Parents are entitled to “meaningful participation” in the ARDC process, and have a voice in every component of a student’s IEP.  So when a parent is enthused about a specific reading program, and wants the district to use it, the other members of the ARDC should listen, and ask some good questions.  What about this program sounds good?  Why does the parent believe that it will be beneficial? Does the parent have personal experience with this program?  What has the parent read about it?

Members of the Committee should ask other questions as well: What does the research tell us about this program?  Have we used it before? Is it similar to programs we already use?

Notice that when you are discussing what reading program to use, you are not talking about the child’s present levels of performance, the annual goal, short term objectives, performance criteria or measuring stick.  In other words, you are not talking about the things that the law requires in an IEP. You are talking about a teaching methodology, and the general rule is that the educators decide on methodology.

However, when it comes to legal issues and choice of methodology, there are two mistakes that schools sometimes make. The first mistake is to not listen, not take the parent’s preference into account.  That might be viewed as denying meaningful participation. The second mistake is to specifically include in the IEP the method that the parent requested, and then not use it.  That might be viewed as a material failure to implement the IEP.

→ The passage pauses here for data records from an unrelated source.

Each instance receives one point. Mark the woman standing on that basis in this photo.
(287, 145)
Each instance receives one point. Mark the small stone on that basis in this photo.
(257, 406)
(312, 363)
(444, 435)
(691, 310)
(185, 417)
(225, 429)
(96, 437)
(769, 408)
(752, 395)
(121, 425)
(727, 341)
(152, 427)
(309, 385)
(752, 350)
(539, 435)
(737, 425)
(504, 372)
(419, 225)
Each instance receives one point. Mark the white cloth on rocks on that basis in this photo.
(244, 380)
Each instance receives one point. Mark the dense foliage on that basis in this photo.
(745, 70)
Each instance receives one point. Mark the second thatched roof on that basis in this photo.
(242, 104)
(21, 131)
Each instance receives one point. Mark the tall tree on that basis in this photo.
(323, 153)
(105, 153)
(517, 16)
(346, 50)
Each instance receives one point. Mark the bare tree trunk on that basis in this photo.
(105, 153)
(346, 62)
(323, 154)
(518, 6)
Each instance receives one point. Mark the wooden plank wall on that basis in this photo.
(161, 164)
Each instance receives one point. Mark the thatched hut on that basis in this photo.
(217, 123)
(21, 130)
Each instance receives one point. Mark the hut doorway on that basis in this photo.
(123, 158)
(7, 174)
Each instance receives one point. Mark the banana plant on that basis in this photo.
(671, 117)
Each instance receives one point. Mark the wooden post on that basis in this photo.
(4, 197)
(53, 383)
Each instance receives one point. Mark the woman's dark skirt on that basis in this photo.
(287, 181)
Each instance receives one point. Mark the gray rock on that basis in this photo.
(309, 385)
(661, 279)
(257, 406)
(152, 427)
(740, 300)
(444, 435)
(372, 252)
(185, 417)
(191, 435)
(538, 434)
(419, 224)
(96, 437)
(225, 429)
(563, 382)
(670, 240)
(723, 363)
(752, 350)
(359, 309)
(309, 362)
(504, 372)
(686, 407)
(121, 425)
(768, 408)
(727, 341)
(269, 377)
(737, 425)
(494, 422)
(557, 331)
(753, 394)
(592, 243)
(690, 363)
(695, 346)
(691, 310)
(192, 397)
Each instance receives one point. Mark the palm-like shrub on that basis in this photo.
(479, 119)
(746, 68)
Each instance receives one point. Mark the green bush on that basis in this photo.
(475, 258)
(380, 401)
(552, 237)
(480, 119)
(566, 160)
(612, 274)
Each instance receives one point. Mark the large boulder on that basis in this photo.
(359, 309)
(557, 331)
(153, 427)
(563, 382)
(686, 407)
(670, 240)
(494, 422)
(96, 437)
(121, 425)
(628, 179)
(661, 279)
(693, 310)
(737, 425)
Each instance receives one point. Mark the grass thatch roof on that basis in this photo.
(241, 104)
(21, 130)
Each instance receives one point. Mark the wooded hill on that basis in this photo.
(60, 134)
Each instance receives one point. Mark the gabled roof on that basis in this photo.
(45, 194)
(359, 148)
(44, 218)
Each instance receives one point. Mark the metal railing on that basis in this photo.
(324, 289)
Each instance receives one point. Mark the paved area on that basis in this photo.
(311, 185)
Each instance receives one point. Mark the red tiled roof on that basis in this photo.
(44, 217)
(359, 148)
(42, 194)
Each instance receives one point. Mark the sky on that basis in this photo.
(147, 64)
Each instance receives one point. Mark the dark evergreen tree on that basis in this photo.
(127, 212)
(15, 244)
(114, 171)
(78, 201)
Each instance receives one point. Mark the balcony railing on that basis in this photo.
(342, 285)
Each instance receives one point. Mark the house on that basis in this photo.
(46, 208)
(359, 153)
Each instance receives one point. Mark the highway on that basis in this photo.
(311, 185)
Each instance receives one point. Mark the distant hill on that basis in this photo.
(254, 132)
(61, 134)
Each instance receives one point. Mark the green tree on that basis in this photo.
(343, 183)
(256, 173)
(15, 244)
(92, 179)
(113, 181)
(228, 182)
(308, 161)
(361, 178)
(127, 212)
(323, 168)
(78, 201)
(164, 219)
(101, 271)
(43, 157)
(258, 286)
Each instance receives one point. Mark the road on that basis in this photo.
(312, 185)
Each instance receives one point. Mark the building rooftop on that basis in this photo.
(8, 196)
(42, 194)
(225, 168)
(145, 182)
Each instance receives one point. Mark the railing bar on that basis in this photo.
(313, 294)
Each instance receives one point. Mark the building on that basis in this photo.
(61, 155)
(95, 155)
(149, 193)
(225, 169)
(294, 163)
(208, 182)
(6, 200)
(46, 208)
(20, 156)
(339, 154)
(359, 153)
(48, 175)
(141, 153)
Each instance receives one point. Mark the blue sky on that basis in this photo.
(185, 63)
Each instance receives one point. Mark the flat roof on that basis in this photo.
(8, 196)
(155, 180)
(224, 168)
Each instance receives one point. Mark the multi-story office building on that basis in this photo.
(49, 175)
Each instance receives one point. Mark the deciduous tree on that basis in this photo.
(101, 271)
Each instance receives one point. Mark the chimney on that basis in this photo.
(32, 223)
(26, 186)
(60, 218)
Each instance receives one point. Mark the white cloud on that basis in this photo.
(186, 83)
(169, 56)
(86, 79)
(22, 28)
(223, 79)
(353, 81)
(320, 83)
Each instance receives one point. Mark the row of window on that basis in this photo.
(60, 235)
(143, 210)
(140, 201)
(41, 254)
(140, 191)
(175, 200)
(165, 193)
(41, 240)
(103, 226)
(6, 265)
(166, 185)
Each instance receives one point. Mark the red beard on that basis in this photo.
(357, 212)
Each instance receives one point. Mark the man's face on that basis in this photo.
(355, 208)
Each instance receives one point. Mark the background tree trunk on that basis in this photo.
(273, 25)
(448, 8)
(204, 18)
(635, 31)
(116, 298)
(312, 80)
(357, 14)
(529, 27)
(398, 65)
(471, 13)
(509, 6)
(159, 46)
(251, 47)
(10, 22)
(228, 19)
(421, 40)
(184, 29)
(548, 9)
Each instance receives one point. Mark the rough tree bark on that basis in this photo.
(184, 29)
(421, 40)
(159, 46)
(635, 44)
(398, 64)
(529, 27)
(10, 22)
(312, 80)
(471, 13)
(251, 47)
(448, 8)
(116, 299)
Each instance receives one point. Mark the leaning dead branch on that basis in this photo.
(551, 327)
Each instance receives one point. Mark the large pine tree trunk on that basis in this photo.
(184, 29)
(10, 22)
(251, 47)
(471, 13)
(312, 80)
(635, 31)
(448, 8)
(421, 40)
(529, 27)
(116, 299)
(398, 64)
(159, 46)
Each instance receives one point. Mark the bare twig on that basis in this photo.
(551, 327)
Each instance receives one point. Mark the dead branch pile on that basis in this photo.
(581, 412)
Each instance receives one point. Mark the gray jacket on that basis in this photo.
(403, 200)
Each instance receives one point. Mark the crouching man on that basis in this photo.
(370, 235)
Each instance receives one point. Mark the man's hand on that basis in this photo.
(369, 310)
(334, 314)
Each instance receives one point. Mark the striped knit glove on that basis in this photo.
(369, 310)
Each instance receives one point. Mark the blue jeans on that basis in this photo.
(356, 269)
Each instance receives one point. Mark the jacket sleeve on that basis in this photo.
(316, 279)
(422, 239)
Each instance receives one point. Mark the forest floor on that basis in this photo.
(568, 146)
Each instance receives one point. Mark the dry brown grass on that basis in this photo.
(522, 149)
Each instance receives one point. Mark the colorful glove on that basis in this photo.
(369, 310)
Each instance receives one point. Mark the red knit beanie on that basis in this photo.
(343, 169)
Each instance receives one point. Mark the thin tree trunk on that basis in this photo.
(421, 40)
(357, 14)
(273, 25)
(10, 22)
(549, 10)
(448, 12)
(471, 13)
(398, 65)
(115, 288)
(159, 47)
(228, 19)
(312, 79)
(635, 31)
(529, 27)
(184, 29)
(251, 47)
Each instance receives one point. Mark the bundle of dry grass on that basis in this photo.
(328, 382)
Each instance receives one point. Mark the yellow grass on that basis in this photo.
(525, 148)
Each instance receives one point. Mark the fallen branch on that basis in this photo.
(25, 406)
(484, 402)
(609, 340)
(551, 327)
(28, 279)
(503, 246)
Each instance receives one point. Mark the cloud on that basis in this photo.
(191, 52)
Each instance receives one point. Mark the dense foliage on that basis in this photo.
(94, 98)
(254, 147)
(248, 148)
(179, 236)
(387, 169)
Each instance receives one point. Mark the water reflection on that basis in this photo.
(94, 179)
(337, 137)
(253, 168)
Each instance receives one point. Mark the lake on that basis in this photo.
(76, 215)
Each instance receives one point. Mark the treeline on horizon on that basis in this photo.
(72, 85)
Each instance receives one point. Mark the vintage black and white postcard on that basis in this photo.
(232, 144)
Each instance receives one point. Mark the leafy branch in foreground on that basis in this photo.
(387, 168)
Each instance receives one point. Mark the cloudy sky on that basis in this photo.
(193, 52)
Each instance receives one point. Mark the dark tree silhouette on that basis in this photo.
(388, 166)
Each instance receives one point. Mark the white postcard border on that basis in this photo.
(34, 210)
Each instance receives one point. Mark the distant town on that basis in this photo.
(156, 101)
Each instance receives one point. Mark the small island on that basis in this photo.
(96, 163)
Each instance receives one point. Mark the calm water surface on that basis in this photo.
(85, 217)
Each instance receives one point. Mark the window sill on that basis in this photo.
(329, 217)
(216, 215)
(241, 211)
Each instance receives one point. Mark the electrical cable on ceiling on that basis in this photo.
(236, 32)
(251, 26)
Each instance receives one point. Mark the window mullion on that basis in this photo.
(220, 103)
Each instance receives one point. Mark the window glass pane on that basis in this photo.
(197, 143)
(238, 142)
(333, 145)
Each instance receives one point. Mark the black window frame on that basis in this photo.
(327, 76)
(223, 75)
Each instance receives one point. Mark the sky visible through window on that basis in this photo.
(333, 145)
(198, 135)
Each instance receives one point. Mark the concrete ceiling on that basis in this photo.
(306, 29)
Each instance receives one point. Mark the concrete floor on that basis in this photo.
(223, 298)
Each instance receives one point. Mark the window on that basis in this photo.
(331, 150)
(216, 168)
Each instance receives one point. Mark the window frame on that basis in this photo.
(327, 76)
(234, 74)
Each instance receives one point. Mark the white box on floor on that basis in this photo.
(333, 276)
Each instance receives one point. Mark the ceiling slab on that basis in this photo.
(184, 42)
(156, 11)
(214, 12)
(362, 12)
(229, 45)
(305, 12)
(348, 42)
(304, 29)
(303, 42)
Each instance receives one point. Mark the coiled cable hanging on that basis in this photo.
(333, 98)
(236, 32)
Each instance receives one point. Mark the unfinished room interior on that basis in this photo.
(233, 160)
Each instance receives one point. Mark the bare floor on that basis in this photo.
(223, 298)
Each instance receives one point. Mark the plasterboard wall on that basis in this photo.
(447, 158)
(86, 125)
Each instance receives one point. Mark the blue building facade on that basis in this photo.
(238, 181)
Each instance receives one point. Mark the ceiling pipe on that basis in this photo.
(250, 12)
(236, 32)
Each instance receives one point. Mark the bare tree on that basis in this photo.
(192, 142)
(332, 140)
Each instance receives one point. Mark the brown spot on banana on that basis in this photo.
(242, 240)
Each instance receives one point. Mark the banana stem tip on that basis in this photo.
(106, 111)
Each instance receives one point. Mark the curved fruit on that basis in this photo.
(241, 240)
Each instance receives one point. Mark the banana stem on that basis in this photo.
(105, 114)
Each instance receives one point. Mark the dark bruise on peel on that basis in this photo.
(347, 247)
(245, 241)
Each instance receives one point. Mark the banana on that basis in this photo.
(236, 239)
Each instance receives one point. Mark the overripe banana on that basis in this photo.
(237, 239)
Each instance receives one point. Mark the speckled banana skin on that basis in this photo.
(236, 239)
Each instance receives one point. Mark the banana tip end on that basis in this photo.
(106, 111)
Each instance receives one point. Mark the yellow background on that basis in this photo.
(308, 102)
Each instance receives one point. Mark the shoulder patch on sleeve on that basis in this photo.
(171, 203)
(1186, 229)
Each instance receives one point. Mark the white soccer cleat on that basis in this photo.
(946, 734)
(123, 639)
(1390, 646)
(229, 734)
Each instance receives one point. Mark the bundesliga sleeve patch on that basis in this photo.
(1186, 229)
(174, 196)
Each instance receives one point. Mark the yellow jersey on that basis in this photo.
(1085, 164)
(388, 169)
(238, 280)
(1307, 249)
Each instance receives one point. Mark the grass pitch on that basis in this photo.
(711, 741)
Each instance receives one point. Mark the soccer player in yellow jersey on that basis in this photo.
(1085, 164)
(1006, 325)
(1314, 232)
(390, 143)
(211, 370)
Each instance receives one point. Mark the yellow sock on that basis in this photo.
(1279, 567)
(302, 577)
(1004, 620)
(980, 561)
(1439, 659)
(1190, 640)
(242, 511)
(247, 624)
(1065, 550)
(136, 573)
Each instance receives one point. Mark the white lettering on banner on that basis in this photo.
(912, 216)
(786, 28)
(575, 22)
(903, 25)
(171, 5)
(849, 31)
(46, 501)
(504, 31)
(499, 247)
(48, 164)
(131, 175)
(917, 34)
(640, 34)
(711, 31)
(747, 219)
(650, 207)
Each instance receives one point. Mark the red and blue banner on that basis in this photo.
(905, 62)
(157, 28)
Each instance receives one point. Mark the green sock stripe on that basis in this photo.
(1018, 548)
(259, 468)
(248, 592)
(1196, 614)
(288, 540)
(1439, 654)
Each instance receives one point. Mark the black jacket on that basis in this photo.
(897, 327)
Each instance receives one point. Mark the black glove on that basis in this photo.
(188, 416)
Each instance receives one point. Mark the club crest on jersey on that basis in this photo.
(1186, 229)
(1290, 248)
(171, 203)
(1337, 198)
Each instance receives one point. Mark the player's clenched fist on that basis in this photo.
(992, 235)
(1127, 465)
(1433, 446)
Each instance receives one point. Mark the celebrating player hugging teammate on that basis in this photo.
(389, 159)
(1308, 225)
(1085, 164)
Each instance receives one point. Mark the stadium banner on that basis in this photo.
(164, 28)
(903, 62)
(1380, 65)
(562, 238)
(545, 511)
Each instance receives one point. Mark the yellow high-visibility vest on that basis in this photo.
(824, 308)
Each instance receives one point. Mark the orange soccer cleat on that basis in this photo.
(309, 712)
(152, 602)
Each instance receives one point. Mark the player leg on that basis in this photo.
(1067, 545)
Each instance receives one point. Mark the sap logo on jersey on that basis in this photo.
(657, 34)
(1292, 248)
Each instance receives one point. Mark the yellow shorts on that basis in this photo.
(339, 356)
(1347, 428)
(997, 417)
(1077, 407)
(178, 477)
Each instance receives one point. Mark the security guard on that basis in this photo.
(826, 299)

That’s what happened in a recent case from Maine.  The court held that the district unilaterally decided not to provide the specific reading program that was called for in the IEP. The court held that this was a material failure to implement the IEP, even though the student made progress with the method that the district used. The district argued that this was a methodology dispute and the parent does not get to dictate the method. The court agreed with that general proposition, but noted that in this case the specific reading program was incorporated into the IEP. The program was SPIRE: Specialized Program Individualizing Reading Excellence.

The case is Ms. M. v. Falmouth School Department, decided by the federal district court for the State of Maine on May 31, 2016.  We found it at 67 IDELR 265.